29-3805. Special litigation committee
A. If a limited liability company is named as or made a party in a derivative proceeding, the company may appoint a special litigation committee to investigate the claims asserted in the proceeding and determine whether pursuing the action is in the best interests of the company. If the company appoints a special litigation committee, on motion by the committee made in the name of the company, except for good cause shown, the court shall stay the derivative proceeding for the time reasonably necessary to permit the committee to make its investigation, make a determination under subsection D of this section and file with the court a statement of its determination and supporting report under subsection E of this section. This subsection does not prevent the court from either of the following:
1. Enforcing a person's right to information under section 29-3410.
2. Granting extraordinary relief in the form of a temporary restraining order or preliminary injunction.
B. A special litigation committee must be composed of one or more disinterested and independent individuals who may be members.
C. A special litigation committee may be appointed:
1. In a member-managed limited liability company, by either of the following:
(a) The affirmative vote or consent of a majority in interest of the members that are not named as parties in the proceeding.
(b) If all members are named as parties in the proceeding, a majority in interest of the members that are named as defendants.
2. In a manager-managed limited liability company, by either of the following:
(a) A majority of the managers that are not named as parties in the proceeding.
(b) If all managers are named as parties in the proceeding, a majority of the managers that are named as defendants.
D. After appropriate investigation, a special litigation committee may determine that it is in the best interests of the limited liability company that the proceeding:
1. Continue under the control of the plaintiff.
2. Continue under the control of the committee.
3. Be settled on terms approved by the committee.
4. Be dismissed.
E. After making a determination under subsection D of this section, a special litigation committee shall file with the court a statement of its determination and its report supporting its determination and shall serve each party with a copy of the determination and report.
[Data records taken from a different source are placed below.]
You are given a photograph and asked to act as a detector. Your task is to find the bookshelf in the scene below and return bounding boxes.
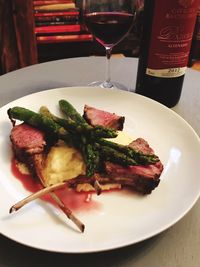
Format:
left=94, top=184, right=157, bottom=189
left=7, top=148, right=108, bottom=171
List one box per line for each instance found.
left=33, top=0, right=141, bottom=62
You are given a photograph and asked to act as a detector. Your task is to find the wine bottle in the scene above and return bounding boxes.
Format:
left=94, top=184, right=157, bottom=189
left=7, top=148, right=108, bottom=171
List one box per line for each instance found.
left=135, top=0, right=199, bottom=107
left=188, top=6, right=200, bottom=67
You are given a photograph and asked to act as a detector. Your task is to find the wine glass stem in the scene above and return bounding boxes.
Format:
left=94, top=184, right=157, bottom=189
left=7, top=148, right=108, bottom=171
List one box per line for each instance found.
left=103, top=47, right=113, bottom=88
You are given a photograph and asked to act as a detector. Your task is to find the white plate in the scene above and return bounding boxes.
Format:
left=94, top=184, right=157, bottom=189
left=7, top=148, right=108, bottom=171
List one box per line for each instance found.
left=0, top=87, right=200, bottom=253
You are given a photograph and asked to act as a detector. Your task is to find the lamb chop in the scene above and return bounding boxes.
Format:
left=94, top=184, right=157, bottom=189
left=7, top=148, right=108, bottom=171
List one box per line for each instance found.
left=8, top=102, right=163, bottom=231
left=10, top=123, right=85, bottom=232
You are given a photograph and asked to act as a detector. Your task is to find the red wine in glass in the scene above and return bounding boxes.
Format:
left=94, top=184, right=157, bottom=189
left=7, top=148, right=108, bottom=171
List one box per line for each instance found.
left=83, top=0, right=136, bottom=90
left=85, top=12, right=134, bottom=47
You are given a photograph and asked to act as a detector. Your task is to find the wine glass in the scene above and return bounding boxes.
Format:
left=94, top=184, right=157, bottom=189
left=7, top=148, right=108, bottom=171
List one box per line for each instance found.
left=82, top=0, right=137, bottom=90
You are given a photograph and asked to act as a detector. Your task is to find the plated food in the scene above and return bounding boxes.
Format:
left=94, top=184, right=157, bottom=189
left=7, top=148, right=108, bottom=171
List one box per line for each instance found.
left=8, top=99, right=163, bottom=232
left=0, top=87, right=200, bottom=253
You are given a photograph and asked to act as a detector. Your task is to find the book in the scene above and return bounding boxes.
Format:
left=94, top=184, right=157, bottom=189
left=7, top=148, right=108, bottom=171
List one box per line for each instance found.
left=34, top=3, right=76, bottom=12
left=36, top=34, right=93, bottom=44
left=35, top=24, right=82, bottom=35
left=33, top=0, right=74, bottom=6
left=35, top=20, right=79, bottom=27
left=34, top=10, right=79, bottom=21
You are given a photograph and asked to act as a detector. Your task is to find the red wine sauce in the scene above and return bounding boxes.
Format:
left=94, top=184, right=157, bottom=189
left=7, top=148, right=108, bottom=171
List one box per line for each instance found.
left=11, top=159, right=100, bottom=214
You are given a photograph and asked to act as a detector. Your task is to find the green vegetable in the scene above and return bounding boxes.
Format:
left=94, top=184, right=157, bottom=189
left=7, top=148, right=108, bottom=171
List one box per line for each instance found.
left=8, top=99, right=159, bottom=177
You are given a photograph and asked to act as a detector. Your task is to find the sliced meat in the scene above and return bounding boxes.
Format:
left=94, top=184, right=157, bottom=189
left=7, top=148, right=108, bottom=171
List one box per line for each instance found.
left=83, top=105, right=125, bottom=131
left=105, top=138, right=163, bottom=194
left=128, top=138, right=154, bottom=155
left=10, top=123, right=46, bottom=163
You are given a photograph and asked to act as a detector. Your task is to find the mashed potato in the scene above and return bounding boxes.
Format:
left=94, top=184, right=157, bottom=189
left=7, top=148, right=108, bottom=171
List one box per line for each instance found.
left=42, top=131, right=133, bottom=192
left=42, top=143, right=86, bottom=185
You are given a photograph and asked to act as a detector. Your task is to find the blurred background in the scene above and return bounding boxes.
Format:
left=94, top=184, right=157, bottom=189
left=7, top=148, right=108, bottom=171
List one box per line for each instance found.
left=0, top=0, right=200, bottom=75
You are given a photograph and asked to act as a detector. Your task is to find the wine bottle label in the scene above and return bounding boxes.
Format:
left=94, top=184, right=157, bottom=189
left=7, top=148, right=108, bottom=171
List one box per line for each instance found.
left=146, top=0, right=199, bottom=78
left=146, top=67, right=187, bottom=78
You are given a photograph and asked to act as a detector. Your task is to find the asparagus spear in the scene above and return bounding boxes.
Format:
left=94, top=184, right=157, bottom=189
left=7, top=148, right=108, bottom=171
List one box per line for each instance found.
left=40, top=106, right=117, bottom=138
left=97, top=138, right=159, bottom=165
left=59, top=99, right=87, bottom=124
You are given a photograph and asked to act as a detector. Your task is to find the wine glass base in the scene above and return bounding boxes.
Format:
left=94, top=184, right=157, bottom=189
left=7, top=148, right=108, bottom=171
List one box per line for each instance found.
left=88, top=81, right=129, bottom=91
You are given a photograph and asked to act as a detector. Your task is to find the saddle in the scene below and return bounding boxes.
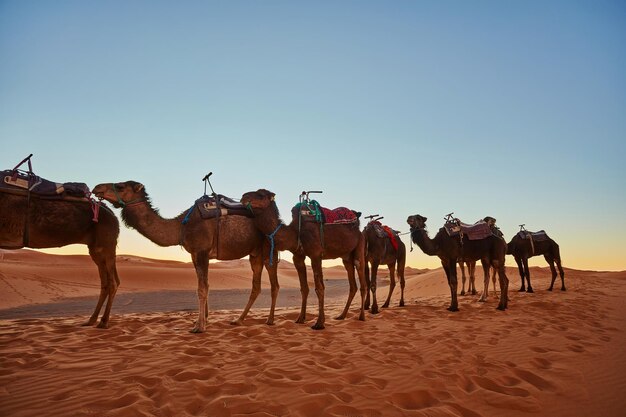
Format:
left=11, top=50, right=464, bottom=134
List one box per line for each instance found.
left=443, top=219, right=493, bottom=240
left=517, top=230, right=550, bottom=242
left=367, top=220, right=399, bottom=250
left=190, top=194, right=254, bottom=219
left=291, top=200, right=361, bottom=224
left=0, top=163, right=91, bottom=200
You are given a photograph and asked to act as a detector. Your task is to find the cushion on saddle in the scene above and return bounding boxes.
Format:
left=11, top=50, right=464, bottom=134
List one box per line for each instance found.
left=0, top=170, right=91, bottom=199
left=444, top=220, right=493, bottom=240
left=291, top=200, right=360, bottom=224
left=369, top=220, right=398, bottom=250
left=517, top=230, right=550, bottom=242
left=195, top=194, right=253, bottom=219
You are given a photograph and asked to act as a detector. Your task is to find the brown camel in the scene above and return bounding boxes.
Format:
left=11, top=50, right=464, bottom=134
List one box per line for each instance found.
left=459, top=216, right=504, bottom=301
left=0, top=178, right=120, bottom=328
left=93, top=181, right=279, bottom=333
left=507, top=225, right=566, bottom=292
left=241, top=189, right=367, bottom=330
left=363, top=216, right=406, bottom=314
left=407, top=214, right=509, bottom=311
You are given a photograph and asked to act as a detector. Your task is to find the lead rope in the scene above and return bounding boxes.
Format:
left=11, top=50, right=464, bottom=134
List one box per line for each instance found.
left=267, top=223, right=283, bottom=266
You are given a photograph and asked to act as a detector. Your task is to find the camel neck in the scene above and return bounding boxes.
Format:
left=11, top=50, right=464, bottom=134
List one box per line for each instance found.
left=254, top=207, right=298, bottom=252
left=122, top=201, right=181, bottom=246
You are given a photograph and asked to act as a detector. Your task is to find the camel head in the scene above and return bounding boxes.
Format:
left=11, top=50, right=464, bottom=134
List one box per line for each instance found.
left=239, top=189, right=276, bottom=210
left=483, top=216, right=496, bottom=227
left=406, top=214, right=428, bottom=230
left=92, top=181, right=148, bottom=208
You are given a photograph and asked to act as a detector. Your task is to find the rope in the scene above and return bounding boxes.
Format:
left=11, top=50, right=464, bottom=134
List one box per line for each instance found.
left=267, top=223, right=283, bottom=266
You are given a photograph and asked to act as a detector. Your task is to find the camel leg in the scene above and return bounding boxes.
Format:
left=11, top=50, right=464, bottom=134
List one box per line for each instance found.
left=441, top=259, right=459, bottom=311
left=459, top=261, right=465, bottom=295
left=230, top=254, right=266, bottom=326
left=522, top=258, right=534, bottom=292
left=352, top=245, right=369, bottom=321
left=293, top=254, right=309, bottom=324
left=83, top=247, right=120, bottom=329
left=493, top=261, right=509, bottom=310
left=383, top=261, right=396, bottom=308
left=467, top=261, right=476, bottom=295
left=490, top=268, right=498, bottom=298
left=368, top=260, right=384, bottom=314
left=474, top=259, right=491, bottom=302
left=543, top=255, right=557, bottom=291
left=311, top=257, right=326, bottom=330
left=515, top=257, right=526, bottom=292
left=365, top=261, right=372, bottom=310
left=554, top=255, right=567, bottom=291
left=398, top=259, right=406, bottom=307
left=98, top=256, right=120, bottom=329
left=191, top=251, right=209, bottom=333
left=336, top=258, right=356, bottom=320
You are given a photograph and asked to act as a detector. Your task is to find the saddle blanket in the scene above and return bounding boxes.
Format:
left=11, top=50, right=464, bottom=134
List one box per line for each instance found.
left=0, top=170, right=91, bottom=198
left=195, top=194, right=254, bottom=219
left=444, top=220, right=493, bottom=240
left=517, top=230, right=550, bottom=242
left=291, top=200, right=361, bottom=224
left=369, top=221, right=398, bottom=250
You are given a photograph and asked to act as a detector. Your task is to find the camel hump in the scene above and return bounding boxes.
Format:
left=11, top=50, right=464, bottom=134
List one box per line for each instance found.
left=517, top=230, right=550, bottom=242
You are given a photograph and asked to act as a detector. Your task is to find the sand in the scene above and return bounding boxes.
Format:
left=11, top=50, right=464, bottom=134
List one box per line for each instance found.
left=0, top=251, right=626, bottom=417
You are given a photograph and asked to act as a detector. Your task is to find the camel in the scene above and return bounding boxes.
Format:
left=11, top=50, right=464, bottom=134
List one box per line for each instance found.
left=459, top=216, right=503, bottom=301
left=0, top=178, right=120, bottom=329
left=407, top=214, right=509, bottom=311
left=93, top=181, right=279, bottom=333
left=363, top=216, right=406, bottom=314
left=241, top=189, right=367, bottom=330
left=507, top=225, right=566, bottom=292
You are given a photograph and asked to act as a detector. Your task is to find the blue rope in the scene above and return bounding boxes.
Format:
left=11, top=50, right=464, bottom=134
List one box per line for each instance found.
left=183, top=204, right=196, bottom=224
left=267, top=223, right=283, bottom=266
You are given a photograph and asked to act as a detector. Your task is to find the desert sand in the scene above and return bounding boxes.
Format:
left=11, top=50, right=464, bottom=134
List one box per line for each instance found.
left=0, top=250, right=626, bottom=417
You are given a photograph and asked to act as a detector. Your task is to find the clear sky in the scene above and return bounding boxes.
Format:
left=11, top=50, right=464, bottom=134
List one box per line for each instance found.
left=0, top=0, right=626, bottom=270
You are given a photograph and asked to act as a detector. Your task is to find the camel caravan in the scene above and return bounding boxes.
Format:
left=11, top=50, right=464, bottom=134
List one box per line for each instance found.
left=0, top=154, right=566, bottom=333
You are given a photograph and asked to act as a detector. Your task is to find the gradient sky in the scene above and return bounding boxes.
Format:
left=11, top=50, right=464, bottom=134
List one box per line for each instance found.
left=0, top=0, right=626, bottom=270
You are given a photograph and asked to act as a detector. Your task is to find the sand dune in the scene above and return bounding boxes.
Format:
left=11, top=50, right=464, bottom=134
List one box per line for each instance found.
left=0, top=251, right=626, bottom=417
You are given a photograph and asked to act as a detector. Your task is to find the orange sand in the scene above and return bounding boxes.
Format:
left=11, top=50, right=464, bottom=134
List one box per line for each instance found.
left=0, top=251, right=626, bottom=417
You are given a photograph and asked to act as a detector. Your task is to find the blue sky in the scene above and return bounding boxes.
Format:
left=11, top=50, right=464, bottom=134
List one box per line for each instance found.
left=0, top=0, right=626, bottom=270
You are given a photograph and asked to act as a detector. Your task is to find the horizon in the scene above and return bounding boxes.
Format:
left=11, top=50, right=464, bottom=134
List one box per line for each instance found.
left=0, top=0, right=626, bottom=271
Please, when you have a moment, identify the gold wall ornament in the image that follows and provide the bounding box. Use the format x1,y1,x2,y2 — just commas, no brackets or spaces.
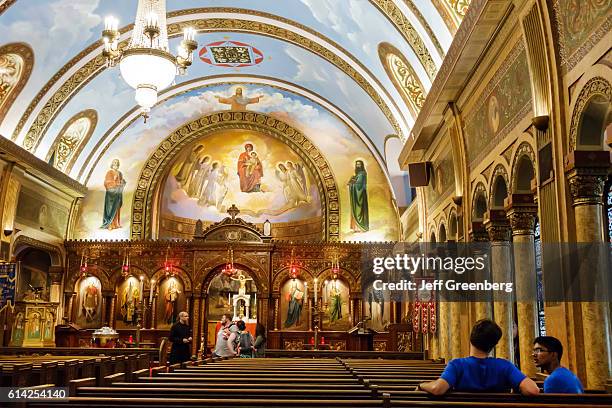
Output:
378,43,427,119
508,142,539,193
0,43,34,122
45,109,98,174
131,111,340,241
569,76,612,152
0,0,17,15
14,7,404,155
370,0,444,81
The court shall determine whether the members of the committee were disinterested and independent and whether the committee conducted its investigation and made its recommendation in good faith, independently and with reasonable care, with the committee having the burden of proof. If the court finds that the members of the committee were disinterested and independent and that the committee acted in good faith, independently and with reasonable care, the court shall enforce the determination of the committee. Otherwise, the court shall dissolve the stay of the derivative proceeding entered under subsection A of this section and allow the action to continue under the control of the plaintiff.